Let $g:=A^{-1/2}f$. Then $Egg^\top=I_n$, where $I_n$ is the $n\times n$ identity matrix, and \begin{equation*} A_N=A^{1/2}B_N A^{1/2}, \end{equation*} where \begin{equation*} B_N:=\frac1N\,\sum_{k=1}^N X_k \tag{0}\label{0} \end{equation*} and $X_k$ is the $n\times n$ random matrix with entries $(X_k)_{ij}=g_i(x_k)g_j(x_k)$ for $i,j=1,\dots,n$.

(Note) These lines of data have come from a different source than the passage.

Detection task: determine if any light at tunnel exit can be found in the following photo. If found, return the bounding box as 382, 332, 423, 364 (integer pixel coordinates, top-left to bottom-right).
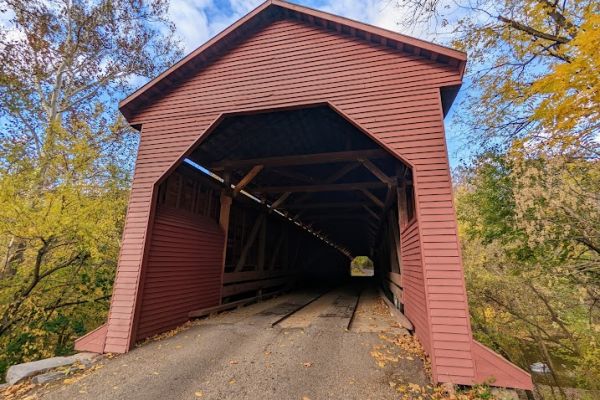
350, 256, 375, 277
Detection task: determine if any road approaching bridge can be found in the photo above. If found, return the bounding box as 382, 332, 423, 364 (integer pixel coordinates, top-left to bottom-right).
37, 286, 429, 400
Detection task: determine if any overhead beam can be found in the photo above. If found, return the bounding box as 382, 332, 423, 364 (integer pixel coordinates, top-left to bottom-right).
273, 163, 359, 208
362, 204, 379, 221
254, 182, 388, 193
233, 165, 264, 195
286, 201, 365, 210
271, 192, 292, 209
207, 149, 389, 171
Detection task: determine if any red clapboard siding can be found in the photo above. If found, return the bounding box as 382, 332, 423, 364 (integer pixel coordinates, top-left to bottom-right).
134, 209, 224, 339
92, 4, 526, 390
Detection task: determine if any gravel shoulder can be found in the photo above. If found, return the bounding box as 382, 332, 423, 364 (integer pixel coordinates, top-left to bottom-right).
21, 291, 429, 400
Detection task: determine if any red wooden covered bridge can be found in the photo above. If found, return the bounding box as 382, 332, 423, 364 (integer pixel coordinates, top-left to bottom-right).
76, 0, 531, 389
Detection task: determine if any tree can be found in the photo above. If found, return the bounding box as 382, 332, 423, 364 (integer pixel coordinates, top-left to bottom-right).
399, 0, 600, 158
456, 153, 600, 397
0, 0, 180, 376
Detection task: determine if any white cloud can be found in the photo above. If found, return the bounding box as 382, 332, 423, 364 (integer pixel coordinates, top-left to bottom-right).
170, 0, 440, 52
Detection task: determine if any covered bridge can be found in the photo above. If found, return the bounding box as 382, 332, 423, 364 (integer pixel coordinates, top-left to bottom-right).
76, 0, 531, 389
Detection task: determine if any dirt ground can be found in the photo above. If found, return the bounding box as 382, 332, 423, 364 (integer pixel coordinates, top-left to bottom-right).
7, 288, 430, 400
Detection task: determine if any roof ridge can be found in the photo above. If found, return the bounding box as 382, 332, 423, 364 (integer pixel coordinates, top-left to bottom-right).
119, 0, 466, 118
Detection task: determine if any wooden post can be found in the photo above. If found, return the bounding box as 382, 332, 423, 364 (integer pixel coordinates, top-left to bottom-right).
257, 219, 267, 271
219, 191, 231, 304
234, 213, 265, 272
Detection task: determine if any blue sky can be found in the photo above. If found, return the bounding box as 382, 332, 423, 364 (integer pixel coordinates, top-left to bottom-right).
165, 0, 468, 167
0, 0, 470, 167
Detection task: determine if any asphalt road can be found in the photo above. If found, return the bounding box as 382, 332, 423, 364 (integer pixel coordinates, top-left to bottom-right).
35, 288, 429, 400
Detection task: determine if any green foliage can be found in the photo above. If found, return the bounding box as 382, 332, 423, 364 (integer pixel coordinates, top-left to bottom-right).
0, 0, 180, 377
456, 153, 600, 389
350, 256, 375, 276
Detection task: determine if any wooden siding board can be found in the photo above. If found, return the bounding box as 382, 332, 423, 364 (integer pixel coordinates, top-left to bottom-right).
101, 14, 532, 390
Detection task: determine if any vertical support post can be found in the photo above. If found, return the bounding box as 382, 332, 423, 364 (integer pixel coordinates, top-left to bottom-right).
257, 218, 268, 271
394, 180, 408, 287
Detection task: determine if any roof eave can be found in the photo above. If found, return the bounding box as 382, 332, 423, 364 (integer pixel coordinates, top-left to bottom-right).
119, 0, 467, 120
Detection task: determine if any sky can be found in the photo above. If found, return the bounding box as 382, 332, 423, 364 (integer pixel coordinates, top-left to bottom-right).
0, 0, 468, 168
169, 0, 467, 168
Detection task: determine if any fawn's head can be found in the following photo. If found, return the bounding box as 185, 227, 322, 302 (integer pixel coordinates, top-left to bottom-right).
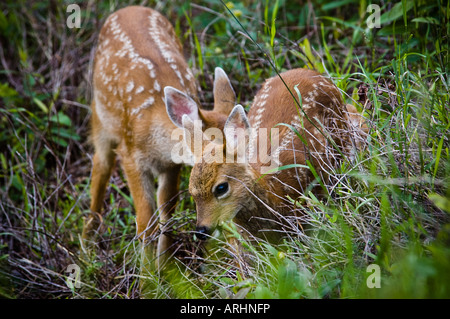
164, 68, 254, 237
164, 67, 236, 130
183, 105, 257, 239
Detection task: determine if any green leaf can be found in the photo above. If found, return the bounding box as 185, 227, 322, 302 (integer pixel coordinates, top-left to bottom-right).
33, 97, 48, 113
380, 1, 414, 25
428, 193, 450, 214
50, 112, 72, 127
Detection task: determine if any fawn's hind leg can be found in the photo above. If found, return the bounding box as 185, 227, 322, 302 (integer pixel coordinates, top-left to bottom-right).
157, 166, 181, 269
82, 114, 117, 239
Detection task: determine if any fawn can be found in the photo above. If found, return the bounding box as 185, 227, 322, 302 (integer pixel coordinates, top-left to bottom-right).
82, 6, 235, 267
174, 69, 364, 241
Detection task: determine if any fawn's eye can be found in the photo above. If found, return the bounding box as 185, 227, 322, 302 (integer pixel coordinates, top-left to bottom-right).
213, 182, 229, 198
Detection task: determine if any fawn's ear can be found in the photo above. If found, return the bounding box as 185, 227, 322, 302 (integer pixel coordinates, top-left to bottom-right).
214, 67, 236, 115
164, 86, 200, 127
223, 104, 250, 155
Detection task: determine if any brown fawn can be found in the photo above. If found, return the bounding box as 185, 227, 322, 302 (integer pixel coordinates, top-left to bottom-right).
171, 69, 365, 241
83, 6, 239, 266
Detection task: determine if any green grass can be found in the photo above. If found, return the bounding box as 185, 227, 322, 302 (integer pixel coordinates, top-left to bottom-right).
0, 0, 450, 298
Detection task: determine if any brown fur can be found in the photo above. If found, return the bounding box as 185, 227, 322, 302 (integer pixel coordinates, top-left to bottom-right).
185, 69, 361, 241
83, 6, 239, 268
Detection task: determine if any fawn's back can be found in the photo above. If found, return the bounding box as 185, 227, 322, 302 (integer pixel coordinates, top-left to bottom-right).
83, 6, 239, 268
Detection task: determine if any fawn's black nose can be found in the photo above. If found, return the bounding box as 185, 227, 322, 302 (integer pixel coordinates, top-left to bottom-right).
196, 226, 209, 240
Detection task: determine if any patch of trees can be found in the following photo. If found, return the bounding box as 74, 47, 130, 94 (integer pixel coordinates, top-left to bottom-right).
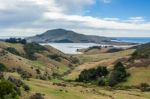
107, 48, 123, 53
0, 76, 30, 99
5, 38, 27, 44
0, 80, 19, 99
48, 54, 61, 62
24, 42, 47, 60
0, 63, 7, 72
109, 62, 129, 86
85, 46, 102, 52
132, 43, 150, 59
30, 93, 44, 99
5, 47, 20, 55
10, 67, 32, 79
70, 56, 80, 64
140, 83, 150, 91
77, 66, 108, 82
77, 62, 129, 87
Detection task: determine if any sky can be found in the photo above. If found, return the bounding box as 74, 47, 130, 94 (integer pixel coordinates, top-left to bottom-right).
0, 0, 150, 37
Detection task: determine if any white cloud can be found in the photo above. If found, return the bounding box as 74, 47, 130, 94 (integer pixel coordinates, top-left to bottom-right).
126, 17, 145, 23
101, 0, 112, 4
0, 0, 150, 36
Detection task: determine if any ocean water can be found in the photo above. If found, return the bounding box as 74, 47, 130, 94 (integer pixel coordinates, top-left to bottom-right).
0, 37, 150, 54
41, 43, 130, 54
113, 37, 150, 43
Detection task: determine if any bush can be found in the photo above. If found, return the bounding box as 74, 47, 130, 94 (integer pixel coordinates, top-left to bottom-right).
24, 43, 47, 60
5, 47, 20, 55
23, 84, 30, 92
107, 48, 123, 53
48, 54, 61, 62
0, 80, 18, 99
0, 72, 4, 79
70, 56, 80, 64
77, 66, 108, 82
0, 63, 7, 72
14, 68, 32, 79
132, 43, 150, 59
30, 93, 44, 99
140, 83, 150, 91
98, 78, 107, 86
5, 38, 27, 44
85, 46, 102, 52
109, 62, 128, 86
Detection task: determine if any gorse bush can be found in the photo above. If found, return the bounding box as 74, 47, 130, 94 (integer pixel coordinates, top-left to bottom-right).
0, 80, 19, 99
24, 43, 47, 60
48, 54, 61, 62
109, 62, 129, 86
30, 93, 44, 99
5, 38, 27, 44
0, 63, 7, 72
132, 43, 150, 59
107, 48, 123, 53
5, 47, 20, 55
77, 66, 108, 82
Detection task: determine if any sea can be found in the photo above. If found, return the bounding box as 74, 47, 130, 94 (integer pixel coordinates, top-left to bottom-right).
0, 37, 150, 54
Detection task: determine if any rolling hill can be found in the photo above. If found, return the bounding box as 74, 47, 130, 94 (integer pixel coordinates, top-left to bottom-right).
26, 29, 111, 43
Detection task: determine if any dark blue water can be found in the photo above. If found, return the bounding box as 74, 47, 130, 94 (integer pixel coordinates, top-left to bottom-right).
113, 37, 150, 43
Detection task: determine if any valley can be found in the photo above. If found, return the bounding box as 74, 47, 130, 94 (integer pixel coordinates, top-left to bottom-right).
0, 38, 150, 99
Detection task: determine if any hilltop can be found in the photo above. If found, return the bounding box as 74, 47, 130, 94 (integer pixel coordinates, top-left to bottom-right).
27, 29, 111, 43
0, 39, 150, 99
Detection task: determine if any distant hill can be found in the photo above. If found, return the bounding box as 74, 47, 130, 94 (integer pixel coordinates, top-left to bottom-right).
26, 29, 111, 43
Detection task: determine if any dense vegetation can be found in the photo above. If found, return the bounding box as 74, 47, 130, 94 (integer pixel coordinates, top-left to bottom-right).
0, 80, 19, 99
85, 46, 102, 52
77, 66, 108, 82
0, 63, 7, 72
77, 62, 129, 86
107, 48, 123, 53
109, 62, 129, 86
5, 38, 27, 44
132, 43, 150, 59
5, 47, 20, 55
24, 42, 47, 60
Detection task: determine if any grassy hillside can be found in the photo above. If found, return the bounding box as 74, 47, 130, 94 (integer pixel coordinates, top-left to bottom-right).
0, 42, 150, 99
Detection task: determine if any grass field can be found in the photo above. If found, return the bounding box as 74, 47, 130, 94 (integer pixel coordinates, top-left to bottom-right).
22, 79, 150, 99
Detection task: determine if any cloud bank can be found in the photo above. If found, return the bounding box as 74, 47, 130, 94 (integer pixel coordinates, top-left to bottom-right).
0, 0, 150, 37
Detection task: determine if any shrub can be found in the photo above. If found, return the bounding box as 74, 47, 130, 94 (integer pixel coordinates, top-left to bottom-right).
8, 76, 23, 87
30, 93, 44, 99
5, 38, 27, 44
0, 80, 18, 99
23, 84, 30, 92
14, 67, 32, 79
5, 47, 20, 55
109, 62, 128, 86
0, 72, 4, 79
36, 69, 41, 74
107, 48, 123, 53
70, 56, 80, 64
0, 63, 7, 72
77, 66, 108, 82
48, 54, 61, 62
140, 83, 150, 91
132, 43, 150, 59
85, 46, 102, 52
98, 78, 107, 86
24, 43, 47, 60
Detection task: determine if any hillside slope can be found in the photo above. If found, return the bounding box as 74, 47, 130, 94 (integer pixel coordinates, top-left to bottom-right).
27, 29, 111, 43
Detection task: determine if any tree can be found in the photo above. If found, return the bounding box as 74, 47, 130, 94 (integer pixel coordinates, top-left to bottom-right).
109, 62, 128, 86
77, 66, 108, 82
0, 63, 7, 72
0, 80, 18, 99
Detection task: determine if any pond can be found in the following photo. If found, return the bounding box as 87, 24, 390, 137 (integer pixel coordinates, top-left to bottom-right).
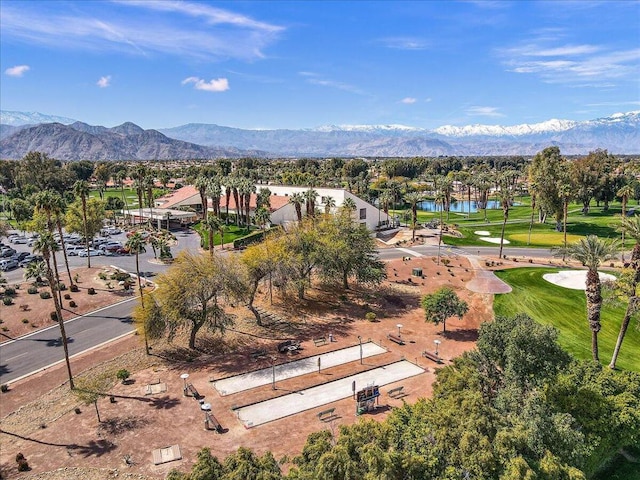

So, considering $w:=A^{-1/2}v$, rewrite your condition $|v^T(A^{-1}-A_N^{-1})v|\leq C v^TA^{-1}v$ as \begin{equation*} \|B_N^{-1}-I_n\|\le C, \tag{10}\label{10} \end{equation*} where $\|\cdot\|$ is the spectral matrix norm. Letting \begin{equation*} \De_N:=B_N-I_n, \end{equation*} we have $B_N^{-1}-I_n=-B_N^{-1}\De_N$ and hence $\|B_N^{-1}-I_n\|\le\|B_N^{-1}\|\,\|\De_N\|$. Moreover, if $\|\De_N\|<1$, then \begin{equation*} B_N^{-1}=(I_n+\De_N)^{-1}=I_n-\De_N+\De_N^2-\cdots \end{equation*} and hence \begin{equation*} \|B_N^{-1}\|\le1+\|\De_N\|+\|\De_N\|^2+\cdots=\frac1{1-\|\De_N\|}. \end{equation*} So, $\|B_N^{-1}-I_n\|\le\|B_N^{-1}\|\,\|\De_N\|\le\frac{\|\De_N\|}{1-\|\De_N\|}$, and therefore \eqref{10} is implied by \begin{equation*} \|\De_N\|\le\de:=\frac C{1+C}. \tag{20}\label{20} \end{equation*}
It remains to show that inequality \eqref{20} happens "with high probability". Toward this end, note that $X_1,\dots,X_N$ are i.i.d. random matrices such that $EX_k=I_n$ and $\|X_k-I_n\|\le M$ for some real $M>0$ (because of the assumption that $f$ can be continuously extended to the closure of $\Om$). So, by Theorem 3.4 with $a=M$, $b=M\sqrt{N}$, $D=1$, and $r=N\de$, we have \begin{equation} P(\|\De_N\|\ge\de) =P\Big(\Big\|\frac1N\,\sum_{k=1}^N (X_k-EX_k)\Big\|\ge\de\Big) \le2\exp(-N\psi(\de/M)), \end{equation} where $\psi(u):=-u+(u+1)\ln(u+1)>0$ for real $u>0$ (and $\psi(u)\sim u^2/2$ as $u\to0$).
Thus, inequality \eqref{20} does happen with "high probability" $\ge1-2\exp(-N\psi(\de/M))$ (which does not directly depend on $n$ or $d$). $\quad\Box$.